危ない、危ない。魔道具のせいにしたから、多分セーフ。
ここは街中なので、人通りも多いのだ。青い鳥居の行列を見れば、直ぐに分かり易そうなものなのに、浮かれすぎだ!俺!
改めて、光りゴケを採取し、ランタンに入れる。ついでに、魔水晶を一緒に入れて、光量を上げた。これで、多少はマシになる。
気を取り直して、先へ進んだ。
「お疲れ様~」
「ご武運を」
挨拶をしてすれ違う。これで5組目だ。魔物が居ない。
ダンジョン内の常識として、他のパーティーと出会った場合は、十分に距離を取って挨拶してから離れる。通路の場合は、端と端に寄ってすれ違うだけだ。帰り道の人には「お疲れ様」、奥に行く人には「ご武運を」、知り合いでもなければ、その程度の挨拶でいい。
赤字ネームや灰色ネームで犯罪者が区別できるといっても、鑑定系のスキルがなければ分からないからな。全員が持っている筈もなく、それならば最初から近寄らない方が良いと言う訳だ。

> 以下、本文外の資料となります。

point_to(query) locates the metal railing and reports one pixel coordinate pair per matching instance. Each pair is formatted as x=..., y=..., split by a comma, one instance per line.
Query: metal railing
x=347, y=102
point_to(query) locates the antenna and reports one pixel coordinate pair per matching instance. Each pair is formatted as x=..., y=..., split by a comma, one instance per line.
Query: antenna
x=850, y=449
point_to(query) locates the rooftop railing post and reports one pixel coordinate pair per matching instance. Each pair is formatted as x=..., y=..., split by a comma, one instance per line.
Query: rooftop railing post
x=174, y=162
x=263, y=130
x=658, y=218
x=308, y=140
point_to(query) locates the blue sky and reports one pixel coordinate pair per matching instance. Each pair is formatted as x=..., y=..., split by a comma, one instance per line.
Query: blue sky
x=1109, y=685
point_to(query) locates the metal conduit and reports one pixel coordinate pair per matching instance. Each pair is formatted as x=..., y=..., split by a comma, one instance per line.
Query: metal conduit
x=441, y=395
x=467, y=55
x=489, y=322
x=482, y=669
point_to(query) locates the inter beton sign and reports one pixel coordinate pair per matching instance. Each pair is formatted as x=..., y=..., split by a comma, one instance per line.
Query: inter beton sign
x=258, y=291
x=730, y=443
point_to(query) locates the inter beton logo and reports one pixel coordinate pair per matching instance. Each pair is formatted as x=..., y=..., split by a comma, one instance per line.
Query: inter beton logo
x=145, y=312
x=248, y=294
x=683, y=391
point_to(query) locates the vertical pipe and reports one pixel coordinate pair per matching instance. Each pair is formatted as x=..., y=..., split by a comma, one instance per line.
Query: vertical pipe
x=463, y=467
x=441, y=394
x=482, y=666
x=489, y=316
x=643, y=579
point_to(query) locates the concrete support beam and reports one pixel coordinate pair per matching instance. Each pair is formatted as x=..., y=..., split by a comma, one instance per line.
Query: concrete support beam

ダンジョンに潜っている人が多いので、魔物の取り合いになっているのだろう。ましてや、階段までの最短距離の道を進んでいるので、人が多いに違いない。採取地も混み合っていそうなので、さっさと先に進もうとしたのだが、裏目に出たか?
いや、1層の魔物で稼げる筈もない。急ぐ方が良いな。そう考えて、足を早めた。
2層に入って直ぐ、〈敵影感知〉に反応があった。地図を確認すると丁度、進行方向なので、誰かに取られないように、急ぐ。しかし、最後の角を曲がった時には、既に別のパーティーが戦い始めていた。
「挑発、頼んだわよ!」
「分かってるって、こっち来い!」
俺より少し若い、中学生くらいのカップルだ。相手の魔物は……同サイズの藁人形?
【魔物】【名称:ストロードール】【Lv1】
・動く藁人形。殴り攻撃しかないので、大人が武器を使えば楽に倒せる。藁なので打撃は効き難いが、代わりに斬撃武器が有効。試し切りに持ってこい。松明等の火を使えば子供でも倒せる。ただし、釘を打っても倒せないし、呪えない。
・属性:風
・耐属性:土
・弱点属性:火
【ドロップ:藁束】【レアドロップ:全粒粉】
パペット君よりも大きいけど、素材が藁の分だけ攻撃力も低そう。チクチクはするかもしれないけど。
通路の真ん中で戦い始めたので、通り抜ける事も出来ない。少し見学させてもらう事にした。